The high number of acclaimed candidates in Monday’s Prince Edward Island municipal elections – and even vacancies in five towns where nobody ran for mayor – is being seen as a sign of fading interest in local politics.
“A lot has to do with the fact that our interest in politics is based on what we see in terms of parties and leaders, and all that part of politics doesn’t apply at the municipal level,” said Donald Desserud, a political science professor at the University of Prince Edward Island. “There’s no party, there’s no leaders, at least in most of Canada, and certainly here in Prince Edward Island.”
Results posted on the government website show that in the small communities of Abram-Village, Miminegash, St. Louis, Tignish Shore and Wellington, nobody entered the mayor’s race. In total there are 24 council vacancies across the province after election day, a government spokesperson said. Under the Municipal Government Act, the minister of communities can appoint people to fill vacancies if no candidates run.
In St. Louis and Tignish Shore, nobody ran for council, and in another 37 towns – about two thirds of the province’s municipalities – all council positions were filled by acclamation.

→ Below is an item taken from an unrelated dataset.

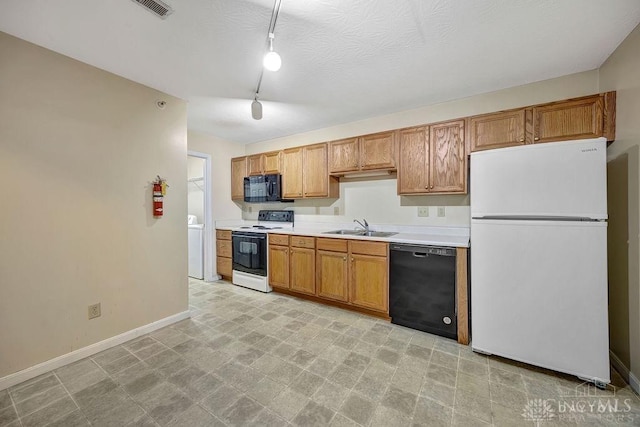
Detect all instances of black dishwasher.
[389,243,458,339]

PEI is not alone, Desserud said in an interview, noting that a drop in the number of people running in local elections seems to be a trend across Canada.
“What you have is a situation where a lot of people just don’t quite know what a councillor does,” he said. “They don’t know whether there’s much value in that.”

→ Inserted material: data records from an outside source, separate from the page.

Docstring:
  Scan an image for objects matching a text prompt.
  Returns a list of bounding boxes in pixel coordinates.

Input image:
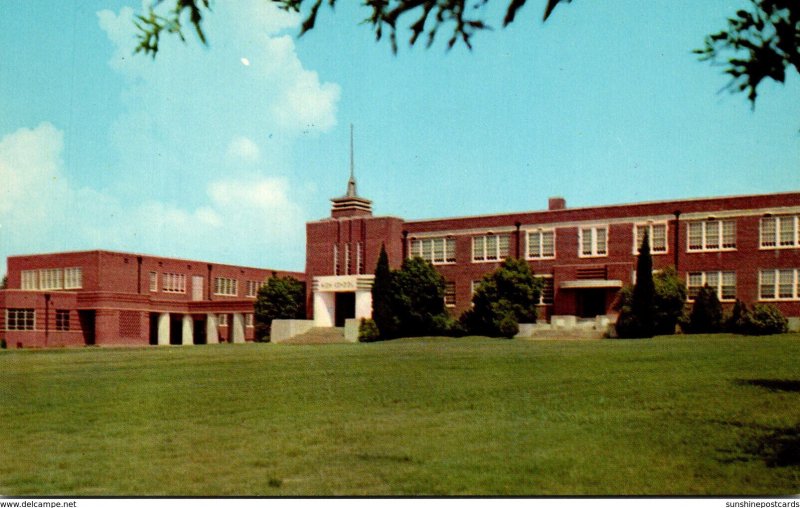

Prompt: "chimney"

[547,197,567,210]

Tim Garrity, PEI’s chief electoral officer, echoed Desserud, saying people may not realize what municipal governments do. “They look after a lot of different things,” he said. Municipal councils on the Island are responsible for zoning, public transportation, snow removal and parks and recreation, among other things.

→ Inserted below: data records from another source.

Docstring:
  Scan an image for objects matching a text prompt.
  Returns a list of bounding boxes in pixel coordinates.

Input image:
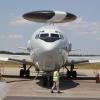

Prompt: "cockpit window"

[40,33,49,38]
[51,33,59,38]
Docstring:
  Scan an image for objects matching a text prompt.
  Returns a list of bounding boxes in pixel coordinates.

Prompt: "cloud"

[10,16,33,26]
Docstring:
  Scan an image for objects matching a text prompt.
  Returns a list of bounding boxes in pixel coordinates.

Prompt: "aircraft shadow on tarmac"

[3,74,96,84]
[36,79,79,90]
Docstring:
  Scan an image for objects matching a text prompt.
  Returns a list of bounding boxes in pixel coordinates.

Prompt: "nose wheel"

[65,64,77,78]
[20,64,30,78]
[42,75,53,87]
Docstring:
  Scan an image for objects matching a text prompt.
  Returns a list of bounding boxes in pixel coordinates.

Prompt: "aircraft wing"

[0,54,33,65]
[66,56,100,65]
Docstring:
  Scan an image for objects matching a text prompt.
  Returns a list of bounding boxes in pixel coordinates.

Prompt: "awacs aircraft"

[0,10,100,84]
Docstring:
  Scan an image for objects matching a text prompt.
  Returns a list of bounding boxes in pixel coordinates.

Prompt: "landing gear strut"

[20,64,30,78]
[67,64,77,78]
[42,75,53,87]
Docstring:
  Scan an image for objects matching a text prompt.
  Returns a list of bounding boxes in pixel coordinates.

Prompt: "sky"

[0,0,100,54]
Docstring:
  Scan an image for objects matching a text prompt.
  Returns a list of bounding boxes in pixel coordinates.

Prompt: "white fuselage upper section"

[28,26,69,71]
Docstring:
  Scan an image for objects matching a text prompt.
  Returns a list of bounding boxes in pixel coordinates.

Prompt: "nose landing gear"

[20,64,31,78]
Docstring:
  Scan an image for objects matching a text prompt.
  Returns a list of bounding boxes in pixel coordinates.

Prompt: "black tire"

[72,71,77,78]
[26,70,30,78]
[20,69,24,77]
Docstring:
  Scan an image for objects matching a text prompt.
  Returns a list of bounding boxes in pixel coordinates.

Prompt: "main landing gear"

[67,64,77,78]
[20,64,31,78]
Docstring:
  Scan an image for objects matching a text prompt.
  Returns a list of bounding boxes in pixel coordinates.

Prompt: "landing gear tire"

[42,76,53,87]
[67,71,77,78]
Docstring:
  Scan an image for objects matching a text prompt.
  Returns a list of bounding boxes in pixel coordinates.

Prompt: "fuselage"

[28,26,70,72]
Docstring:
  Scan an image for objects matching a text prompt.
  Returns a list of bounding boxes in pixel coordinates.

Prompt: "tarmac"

[2,68,100,100]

Speaking to CBC’s Island Morning program Tuesday, Communities Minister Jamie Fox said more than two years of pandemic restrictions when “you couldn’t get involved” and a hostile social media climate have contributed to the disengagement.
“It’s not just municipal elections,” Fox said. “It’s our fire departments. It’s our non-profit groups. It’s our different community organizations. Volunteering is down. When you look at minor hockey, look at all that context, how do we get people re-engaged in what’s going on in their communities and across Prince Edward Island.”
Desserud said work done by councillors is not particularly glamorous but it’s important, contributing to a vision for the community. But there can be issues maintaining the public’s confidence for people who have not been elected to office.
“They have to make decisions and those decisions need to be respected by their constituents,” he said. “But if their constituents don’t see them as the democratic choice, it’s a Catch-22 … It undermines the confidence public has in the posts, and then of course, makes it even more difficult when they do get people to come forward the next time around. It’s a vicious cycle.”
There is also a danger that those in power get the impression the public is generally tuned out. “It can work in all sorts of odd ways,” Desserud said. “The basic responsibility that they have to their constituents could be compromised if they start believing that, ‘Well, no one really cares what I do here.’”
In the province’s larger municipalities, there were battles for the top job. Charlottetown Mayor Philip Brown was re-elected, winning by 1,625 votes. In Summerside, Dan Kutcher unseated incumbent mayor Basil Stewart.